Well, the home plate ump didn’t help him much because with The Gritmeister and his sub .200 OBP up, he called the 6th pitch Ball 3, instead of the strike 3 it actually was (the ump was erratic all night – and it was Chuck Merriwether, who is usually good…)
So then it’s bases loaded, 2 out and Kaz Matsui hits what SHOULD be an inning ending grounder to the SS, who kind of juggles it before throwing, and instead of being an error, it’s an IF hit, a runs scores, and it’s STILL bases loaded, 2 outs and the pitcher, Moehler, who is no Hampton at the plate, is up.
And sure enough, he hits a nice easy ball to third. Now, when you have an old, slow pitcher running to first and you have grabbed the inning-ending grounder, and the pitcher is 40′ from the base, you just set yourself and fire a strike to your Gold Glove first baseman (and yes I know he stole that GG from both Pujols and Berkman.) But no. He kind of looks around, wonders if he should step on third or fire to second, and by the time he gets him mind made up to throw to third, he hurries the throw, fires the ball past Gonzalez and runners keep coming around. The RF, Venables, wasn’t backing up the play (guess he couldn’t believe that the third baseman could botch SUCH an easy out) and Gonzalez had to go and get the ball himself.
When he reaches it, Matsui is running home from third and is a GOOD 30′ from the plate. So all Gonzalez needs to do is fire a strike to the catcher, who is waiting and in position and Matsui is a dead duck. But no. Gonzalez throws WAAAAYYY past the catcher and the ball bounces off the dugout, Matsui is safe and Moehler goes to second on the throw (why Gonzalez wasn’t given an error on that throw I don’t know.)
And there is the poor pitcher, 6 runs scored on 4 piddly singles, a walk which SHOULD have been a K, 2 botched plays and two (sorry, it was) errors which led to three runs.
Stuff happens.
The pitcher was kind of shell-shocked, understandably, although he managed to get Bourn out, and he was pulled for a PH the next inning. The kid actually threw VERY well and not a single Astro actually hit the ball hard, only 2 even reached the OF.

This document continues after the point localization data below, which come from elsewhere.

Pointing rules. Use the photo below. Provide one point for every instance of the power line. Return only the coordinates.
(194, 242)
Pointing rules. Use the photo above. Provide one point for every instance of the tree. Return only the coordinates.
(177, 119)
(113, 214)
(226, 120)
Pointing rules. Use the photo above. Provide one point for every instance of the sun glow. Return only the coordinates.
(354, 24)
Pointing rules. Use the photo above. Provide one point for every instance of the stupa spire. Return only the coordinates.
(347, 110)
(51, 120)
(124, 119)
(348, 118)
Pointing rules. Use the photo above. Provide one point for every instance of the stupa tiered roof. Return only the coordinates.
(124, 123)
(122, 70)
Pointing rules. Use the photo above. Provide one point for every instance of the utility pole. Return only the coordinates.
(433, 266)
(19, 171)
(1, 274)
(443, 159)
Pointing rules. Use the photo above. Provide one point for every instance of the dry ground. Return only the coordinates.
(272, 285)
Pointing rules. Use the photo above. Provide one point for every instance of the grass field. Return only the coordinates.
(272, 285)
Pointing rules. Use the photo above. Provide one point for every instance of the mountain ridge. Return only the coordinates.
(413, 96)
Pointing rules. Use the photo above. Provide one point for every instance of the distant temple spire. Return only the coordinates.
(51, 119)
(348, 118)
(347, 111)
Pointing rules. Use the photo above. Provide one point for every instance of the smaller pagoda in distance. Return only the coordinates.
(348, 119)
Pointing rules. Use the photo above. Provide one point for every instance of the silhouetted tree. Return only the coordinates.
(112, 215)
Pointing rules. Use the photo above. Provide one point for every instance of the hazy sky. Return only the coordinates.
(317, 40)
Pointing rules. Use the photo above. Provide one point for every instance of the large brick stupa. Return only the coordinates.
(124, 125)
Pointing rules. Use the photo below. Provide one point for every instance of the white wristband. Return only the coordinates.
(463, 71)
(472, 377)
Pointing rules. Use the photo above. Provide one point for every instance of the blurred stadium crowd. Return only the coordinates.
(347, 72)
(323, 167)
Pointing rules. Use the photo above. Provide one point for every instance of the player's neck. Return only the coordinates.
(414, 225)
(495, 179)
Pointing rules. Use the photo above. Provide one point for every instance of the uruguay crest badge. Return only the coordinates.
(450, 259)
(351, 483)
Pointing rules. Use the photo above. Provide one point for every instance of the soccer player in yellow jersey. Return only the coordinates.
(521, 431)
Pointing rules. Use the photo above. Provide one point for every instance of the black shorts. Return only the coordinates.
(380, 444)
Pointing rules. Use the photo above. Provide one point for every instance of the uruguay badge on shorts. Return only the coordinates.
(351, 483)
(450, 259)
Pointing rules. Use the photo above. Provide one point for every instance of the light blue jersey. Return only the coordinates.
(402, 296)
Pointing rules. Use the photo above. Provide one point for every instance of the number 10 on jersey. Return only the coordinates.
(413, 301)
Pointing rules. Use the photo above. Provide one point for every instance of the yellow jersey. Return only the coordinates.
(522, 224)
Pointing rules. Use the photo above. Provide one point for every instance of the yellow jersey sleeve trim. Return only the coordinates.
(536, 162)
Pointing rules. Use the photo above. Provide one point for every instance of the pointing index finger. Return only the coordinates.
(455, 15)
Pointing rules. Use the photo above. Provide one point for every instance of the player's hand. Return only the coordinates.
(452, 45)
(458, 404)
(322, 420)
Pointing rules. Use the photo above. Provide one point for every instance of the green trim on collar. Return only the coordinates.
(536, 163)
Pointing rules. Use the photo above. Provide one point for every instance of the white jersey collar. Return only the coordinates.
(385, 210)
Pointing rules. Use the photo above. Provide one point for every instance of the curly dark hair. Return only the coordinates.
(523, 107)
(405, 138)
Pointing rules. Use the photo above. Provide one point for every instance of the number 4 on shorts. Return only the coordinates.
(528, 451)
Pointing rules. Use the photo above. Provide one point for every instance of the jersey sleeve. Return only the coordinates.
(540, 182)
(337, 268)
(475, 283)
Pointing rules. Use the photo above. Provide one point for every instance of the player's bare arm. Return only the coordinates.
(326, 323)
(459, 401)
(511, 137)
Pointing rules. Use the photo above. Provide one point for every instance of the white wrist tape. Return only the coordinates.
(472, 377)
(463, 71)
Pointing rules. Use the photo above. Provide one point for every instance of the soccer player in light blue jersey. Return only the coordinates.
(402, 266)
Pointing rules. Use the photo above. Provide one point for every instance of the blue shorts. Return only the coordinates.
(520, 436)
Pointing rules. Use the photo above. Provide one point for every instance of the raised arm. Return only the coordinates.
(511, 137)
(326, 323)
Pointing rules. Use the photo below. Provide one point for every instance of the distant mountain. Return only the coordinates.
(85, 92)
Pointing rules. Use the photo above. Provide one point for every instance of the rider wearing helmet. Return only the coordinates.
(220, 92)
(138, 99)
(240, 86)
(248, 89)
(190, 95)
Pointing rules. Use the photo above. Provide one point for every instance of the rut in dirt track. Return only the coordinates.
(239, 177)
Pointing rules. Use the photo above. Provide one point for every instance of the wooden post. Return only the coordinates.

Now, I went through this entire Unfortunate Event just to demonstrate that good fielding is essential and that even very good fielders like Adrian Gonzalez can allow their concentration to lapse. I think it has to do with that mysterious, unmeasurable Thing in baseball that the players call “confidence.” And I think that when your team goes down by 6 runs in 1 inning on essentially a bunch of piddly singles, errors, misplays and a missed Strike 3, well, the game is essentially OVAH. It is somehow different when the 6 runs down happened because the pitcher gave up doubles in the gap and homers because that was HIS fault alone and somehow, it doesn’t see to affect the rest of the players the way geting piddled to death does…
It’s funny – I wouldn’t have said that Moehler pitched “well” but I look at my scorebook and I see that he only gave up a solo homer, a double, 2 singles, 4 walks, 1 run over 6 innings and got EIGHT Ks. Let’s just say that with the exception of Adrian Gonzales’ walk in the 4th (and Ball 3 was actually Strike 3) Moehler got more than a few pitches outside the strike zone called as strikes (the most egregious was strike 1 to Chase Headley in the second – that pitch was a GOOD 2″ outside.) Yes, I know that it was OUR pitcher who had the advantage today, but I object in principle to pitches not in the strike zone being called strikes and pitches in the strike zone being called balls and different ball strike calls for different pitchers.
Fair is fair.
And this afternoon it is Wandy vs Kevin Correia (yes, the ex-Giant swingman) and let’s hope that Wandy has the curveball working.